The Supreme Court on Wednesday unanimously upheld New York’s “smoke-filled” system of choosing trial judges — a case that originated out of Brooklyn’s cronyism-driven Democratic machine.

Justice Antonin Scalia, writing the 9–0 decision, signed off on a system that allows party regulars to pick judge nominees in closed conventions — and then allows the nominees to face little or no opposition in the general election.

“A political party has a First Amendment right to limit its membership as it wishes and to choose a candidate-selection process that will in its view produce the nominee who best represents its political platform,” Scalia wrote. “Party conventions, with their attendant ‘smoke-filled rooms’ and domination by party leaders, have long been an accepted manner of selecting party candidates.”

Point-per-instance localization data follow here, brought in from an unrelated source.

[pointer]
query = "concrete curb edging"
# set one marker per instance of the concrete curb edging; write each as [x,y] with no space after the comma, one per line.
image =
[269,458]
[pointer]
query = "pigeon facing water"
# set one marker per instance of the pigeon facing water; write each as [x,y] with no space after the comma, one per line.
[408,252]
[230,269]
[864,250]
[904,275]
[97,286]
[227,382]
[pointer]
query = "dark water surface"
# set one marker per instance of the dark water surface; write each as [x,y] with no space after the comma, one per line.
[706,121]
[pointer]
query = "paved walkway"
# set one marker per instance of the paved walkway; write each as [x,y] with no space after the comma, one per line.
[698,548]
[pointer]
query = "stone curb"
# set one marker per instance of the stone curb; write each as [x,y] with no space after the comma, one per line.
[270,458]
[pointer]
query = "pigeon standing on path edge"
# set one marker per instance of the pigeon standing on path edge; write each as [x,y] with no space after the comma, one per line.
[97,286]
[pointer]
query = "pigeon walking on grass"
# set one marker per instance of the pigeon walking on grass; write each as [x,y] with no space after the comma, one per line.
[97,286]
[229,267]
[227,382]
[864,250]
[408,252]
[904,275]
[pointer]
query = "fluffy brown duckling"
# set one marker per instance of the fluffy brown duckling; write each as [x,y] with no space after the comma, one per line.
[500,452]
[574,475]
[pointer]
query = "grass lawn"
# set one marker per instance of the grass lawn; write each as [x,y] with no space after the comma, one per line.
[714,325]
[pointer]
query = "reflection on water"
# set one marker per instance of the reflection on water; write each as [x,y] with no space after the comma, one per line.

Justice John Paul Stevens added a brief opinion that quoted former Justice Thurgood Marshall: “The Constitution does not prohibit legislatures from enacting stupid laws.”

The case originated in Brooklyn after then-Civil Court judge Margarita Lopez Torres said county Democratic leaders blocked her from getting the party’s nomination for a Supreme Court judgeship because she refused to hire people they recommended.

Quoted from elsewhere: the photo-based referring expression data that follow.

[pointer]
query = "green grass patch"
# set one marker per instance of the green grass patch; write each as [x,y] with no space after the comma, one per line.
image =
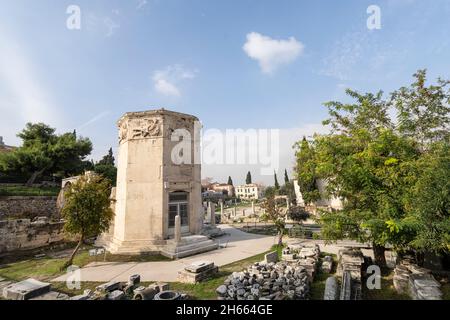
[48,268]
[40,269]
[28,191]
[387,291]
[445,291]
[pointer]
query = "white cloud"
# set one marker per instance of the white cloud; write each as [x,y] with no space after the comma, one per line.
[166,81]
[141,4]
[166,88]
[102,24]
[272,53]
[23,94]
[93,120]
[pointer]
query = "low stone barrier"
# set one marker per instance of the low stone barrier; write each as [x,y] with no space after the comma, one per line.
[416,281]
[23,234]
[27,207]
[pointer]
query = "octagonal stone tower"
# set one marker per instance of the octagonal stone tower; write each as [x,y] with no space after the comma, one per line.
[152,190]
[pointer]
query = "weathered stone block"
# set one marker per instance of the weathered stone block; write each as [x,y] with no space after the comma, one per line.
[116,295]
[331,289]
[199,266]
[271,257]
[108,287]
[25,290]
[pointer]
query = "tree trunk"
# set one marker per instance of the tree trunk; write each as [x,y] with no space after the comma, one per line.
[33,177]
[378,252]
[280,238]
[72,256]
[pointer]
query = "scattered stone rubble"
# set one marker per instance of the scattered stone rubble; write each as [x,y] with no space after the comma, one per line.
[415,281]
[32,289]
[331,289]
[327,264]
[349,267]
[273,280]
[197,272]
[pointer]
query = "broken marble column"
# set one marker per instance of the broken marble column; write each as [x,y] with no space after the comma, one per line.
[177,234]
[212,217]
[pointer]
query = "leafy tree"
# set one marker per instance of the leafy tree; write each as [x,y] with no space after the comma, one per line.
[429,202]
[286,177]
[87,210]
[248,179]
[306,171]
[423,111]
[107,159]
[106,167]
[43,151]
[269,191]
[274,214]
[391,175]
[288,190]
[276,184]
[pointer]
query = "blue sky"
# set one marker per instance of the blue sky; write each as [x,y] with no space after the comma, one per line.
[190,56]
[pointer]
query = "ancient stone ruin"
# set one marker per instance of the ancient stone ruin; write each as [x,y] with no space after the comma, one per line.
[273,280]
[197,272]
[350,263]
[32,289]
[153,189]
[415,281]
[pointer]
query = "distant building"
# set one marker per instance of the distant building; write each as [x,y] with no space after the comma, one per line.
[250,191]
[226,189]
[212,195]
[324,201]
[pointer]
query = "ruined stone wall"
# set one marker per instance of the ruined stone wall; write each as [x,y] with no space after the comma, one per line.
[22,234]
[27,207]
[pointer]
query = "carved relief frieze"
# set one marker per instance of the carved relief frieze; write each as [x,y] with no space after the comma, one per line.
[140,128]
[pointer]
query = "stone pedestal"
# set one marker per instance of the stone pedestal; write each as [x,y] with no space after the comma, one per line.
[177,236]
[212,216]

Three years later, Lopez Torres said party bosses offered her a second chance if she would hire a leader’s daughter. She refused.

Two courts ruled in Lopez Torres’s favor and threw out New York’s system, agreeing that it is very difficult for candidates to get on the ballot if they don’t have support of the party leaders.

But Scalia’s ruling said there is nothing unconstitutional about such a process.

The system’s opponents “complain not of the state law, but of the voters’ (and their elected delegates’) preference for the choices of the party leadership,” Scalia said.

Critics have said the conventions are patronage-driven affairs in which allies of party leaders are rewarded with judgeships and all others are shut out.

Indeed, the appeals court said that between 1990 and 2002, almost half the state’s elections for trial judges were uncontested, calling them “little more than ceremony.”